From George Muter, with Reply
War office March 13. 1781
I have the honour of inclosing to your Excellency, a note to Mr. Ross to furnish sundry articles to Mr. Mayes who is employed in the Countrys service by Capt. Brown, if you approve it. Mr. Ross’s furnishing the articles at Petersburgh, which I understand he can do, will save the expence of transportation from hence.
There is also inclosed a certificate from Capt. Browne respecting Mr. Mayes’s drawing provisions; if your Excellency approves of it, it is to be delivered to him. I have the honour to be Your most hl servt.
George Muter. C.
In Council Mar. 13. 1781.
We have no right to order a Continental Commissary to furnish provisions to a state artificer. The State Commissary must take measures for furnishing them.
RC (Vi); addressed and endorsed. TJ’s reply is written in his hand on verso of Muter’s letter. Enclosures missing.

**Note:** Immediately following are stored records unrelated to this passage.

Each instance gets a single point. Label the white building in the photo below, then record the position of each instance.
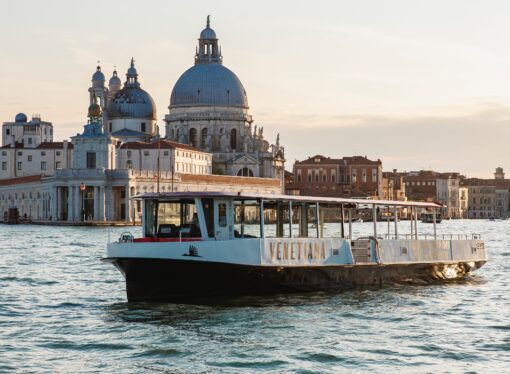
(209, 110)
(119, 153)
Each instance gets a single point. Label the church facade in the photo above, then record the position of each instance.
(210, 145)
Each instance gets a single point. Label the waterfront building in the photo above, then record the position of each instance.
(488, 198)
(209, 111)
(120, 153)
(432, 186)
(394, 187)
(355, 176)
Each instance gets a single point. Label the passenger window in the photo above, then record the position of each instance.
(222, 215)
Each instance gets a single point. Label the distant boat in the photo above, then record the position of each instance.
(428, 217)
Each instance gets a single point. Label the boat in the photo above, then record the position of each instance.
(198, 245)
(428, 217)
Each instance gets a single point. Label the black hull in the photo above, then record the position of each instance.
(174, 280)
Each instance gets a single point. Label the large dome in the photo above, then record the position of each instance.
(209, 84)
(132, 102)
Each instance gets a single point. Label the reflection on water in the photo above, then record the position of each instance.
(61, 309)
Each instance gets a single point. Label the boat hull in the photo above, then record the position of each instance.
(174, 280)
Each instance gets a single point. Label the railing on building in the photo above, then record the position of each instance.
(431, 236)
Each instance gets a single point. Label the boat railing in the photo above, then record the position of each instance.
(431, 236)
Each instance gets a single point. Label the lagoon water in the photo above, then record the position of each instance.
(62, 310)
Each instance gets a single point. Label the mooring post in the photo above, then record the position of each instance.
(262, 218)
(290, 219)
(434, 221)
(350, 224)
(395, 216)
(318, 219)
(374, 218)
(342, 230)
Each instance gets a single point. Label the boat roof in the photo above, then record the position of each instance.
(270, 197)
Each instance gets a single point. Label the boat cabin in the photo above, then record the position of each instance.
(202, 216)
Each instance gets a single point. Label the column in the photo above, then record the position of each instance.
(101, 203)
(77, 201)
(70, 204)
(58, 214)
(53, 204)
(109, 204)
(127, 207)
(96, 203)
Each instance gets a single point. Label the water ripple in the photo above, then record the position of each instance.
(62, 310)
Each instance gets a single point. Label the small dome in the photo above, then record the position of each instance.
(208, 33)
(208, 85)
(98, 76)
(94, 110)
(21, 117)
(132, 102)
(115, 80)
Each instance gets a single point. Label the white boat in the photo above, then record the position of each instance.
(200, 245)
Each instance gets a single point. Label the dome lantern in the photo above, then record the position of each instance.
(20, 118)
(98, 78)
(208, 51)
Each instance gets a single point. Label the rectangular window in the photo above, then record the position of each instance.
(91, 160)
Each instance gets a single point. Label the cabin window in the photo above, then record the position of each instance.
(171, 219)
(222, 215)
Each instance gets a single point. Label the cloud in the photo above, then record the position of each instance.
(473, 143)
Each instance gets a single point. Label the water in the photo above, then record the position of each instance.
(62, 310)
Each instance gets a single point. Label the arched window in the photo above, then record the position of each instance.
(204, 138)
(233, 139)
(245, 172)
(193, 137)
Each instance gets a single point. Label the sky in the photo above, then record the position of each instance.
(417, 84)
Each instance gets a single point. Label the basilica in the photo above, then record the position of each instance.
(210, 144)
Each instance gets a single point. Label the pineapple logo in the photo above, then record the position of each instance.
(192, 252)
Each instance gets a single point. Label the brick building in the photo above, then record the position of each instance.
(355, 176)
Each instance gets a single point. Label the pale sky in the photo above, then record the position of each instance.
(418, 84)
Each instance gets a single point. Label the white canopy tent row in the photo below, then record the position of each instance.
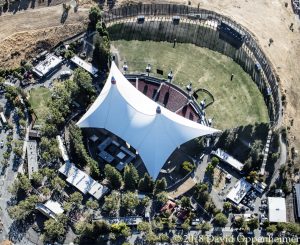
(154, 131)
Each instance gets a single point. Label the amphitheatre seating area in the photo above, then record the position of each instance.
(169, 97)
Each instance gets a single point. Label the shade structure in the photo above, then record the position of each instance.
(154, 131)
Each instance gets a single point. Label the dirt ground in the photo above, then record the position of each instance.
(267, 19)
(22, 34)
(264, 18)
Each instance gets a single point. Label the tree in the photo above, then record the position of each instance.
(58, 184)
(112, 202)
(215, 161)
(185, 202)
(252, 176)
(176, 239)
(73, 202)
(187, 166)
(24, 208)
(145, 201)
(151, 238)
(101, 52)
(157, 224)
(146, 184)
(85, 85)
(186, 225)
(281, 226)
(227, 206)
(210, 169)
(121, 229)
(239, 222)
(21, 183)
(252, 224)
(130, 201)
(162, 197)
(160, 185)
(271, 229)
(113, 176)
(293, 228)
(131, 177)
(163, 238)
(49, 149)
(79, 150)
(144, 226)
(45, 191)
(101, 227)
(54, 229)
(37, 178)
(95, 14)
(92, 204)
(84, 228)
(221, 220)
(205, 226)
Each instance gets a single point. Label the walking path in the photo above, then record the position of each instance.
(280, 162)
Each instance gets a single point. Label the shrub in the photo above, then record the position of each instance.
(187, 166)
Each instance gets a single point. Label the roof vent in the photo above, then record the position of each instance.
(113, 80)
(158, 110)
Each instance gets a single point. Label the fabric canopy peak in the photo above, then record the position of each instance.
(154, 131)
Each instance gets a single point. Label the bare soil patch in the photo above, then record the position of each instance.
(23, 34)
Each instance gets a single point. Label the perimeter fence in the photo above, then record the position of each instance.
(204, 28)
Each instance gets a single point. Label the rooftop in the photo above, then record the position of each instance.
(51, 209)
(239, 190)
(32, 157)
(45, 66)
(225, 157)
(83, 182)
(277, 209)
(85, 65)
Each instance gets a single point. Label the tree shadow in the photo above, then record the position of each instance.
(64, 17)
(18, 230)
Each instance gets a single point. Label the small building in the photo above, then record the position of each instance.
(34, 134)
(85, 65)
(62, 149)
(32, 162)
(168, 207)
(50, 63)
(51, 209)
(259, 186)
(239, 191)
(277, 209)
(297, 200)
(225, 157)
(83, 182)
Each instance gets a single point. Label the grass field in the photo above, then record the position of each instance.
(38, 99)
(237, 102)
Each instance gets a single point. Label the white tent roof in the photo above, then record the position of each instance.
(153, 131)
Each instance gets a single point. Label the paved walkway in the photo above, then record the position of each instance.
(280, 162)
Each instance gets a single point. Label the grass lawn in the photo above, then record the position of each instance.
(38, 99)
(237, 102)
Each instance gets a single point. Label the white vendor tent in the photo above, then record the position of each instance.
(154, 131)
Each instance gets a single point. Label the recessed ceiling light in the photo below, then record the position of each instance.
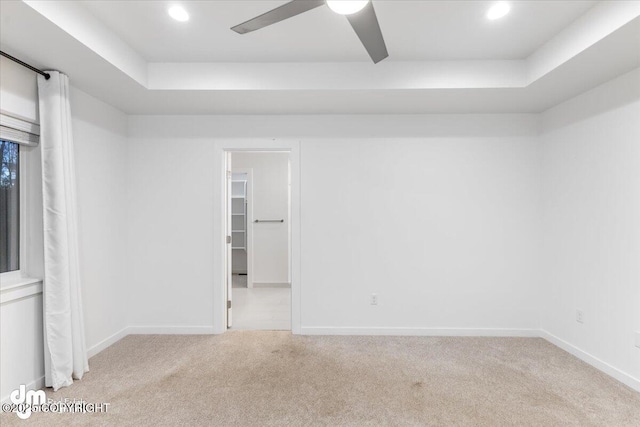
(346, 7)
(498, 10)
(178, 13)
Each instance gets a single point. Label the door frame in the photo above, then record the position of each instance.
(249, 219)
(219, 220)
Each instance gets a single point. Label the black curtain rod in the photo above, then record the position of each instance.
(24, 64)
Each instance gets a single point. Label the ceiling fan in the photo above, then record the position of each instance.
(359, 13)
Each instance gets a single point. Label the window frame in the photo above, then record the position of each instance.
(26, 135)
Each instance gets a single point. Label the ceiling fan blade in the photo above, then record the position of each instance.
(365, 24)
(287, 10)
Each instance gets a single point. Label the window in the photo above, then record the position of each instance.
(9, 206)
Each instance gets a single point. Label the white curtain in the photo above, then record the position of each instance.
(65, 349)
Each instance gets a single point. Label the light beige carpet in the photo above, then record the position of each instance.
(274, 378)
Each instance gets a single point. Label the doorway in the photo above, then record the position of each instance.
(258, 225)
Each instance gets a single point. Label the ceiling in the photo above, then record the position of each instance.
(413, 30)
(134, 57)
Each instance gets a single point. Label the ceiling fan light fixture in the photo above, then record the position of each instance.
(346, 7)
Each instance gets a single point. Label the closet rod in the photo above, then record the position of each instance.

Brown’s certificate has not been found, but there is in Vi a letter from Captain Winsor Brown to Muter dated 13 Mch. 1781, as follows: “The Bearer Mr. Mayes informs me he cant Carry on his Business for the want of some Materials such as Iron, Steel and Files. Mr. Ross of Petersburg he thinks could furnish those Articles. Dont you think it would be best for his Excellency the Govr to give him an order to Mr. Ross for them? Mr. May’s has engaged a Compleat Gun Stocker on the same Term the other Artificers were. I think it a pity that so many good Workmen should be kept idle for the want of Materials. For my part it cant be supposed that I have Money or Interest to get them on my own Account.” There is a minute in the War Office Journal, 13 Mch., the following: “An order to the State Commissary to furnish Mr. Matthew Mayes, and six hands under him, with Provisions regularly, they having engaged to work Six Months for the Publick. Sent to the Governour.”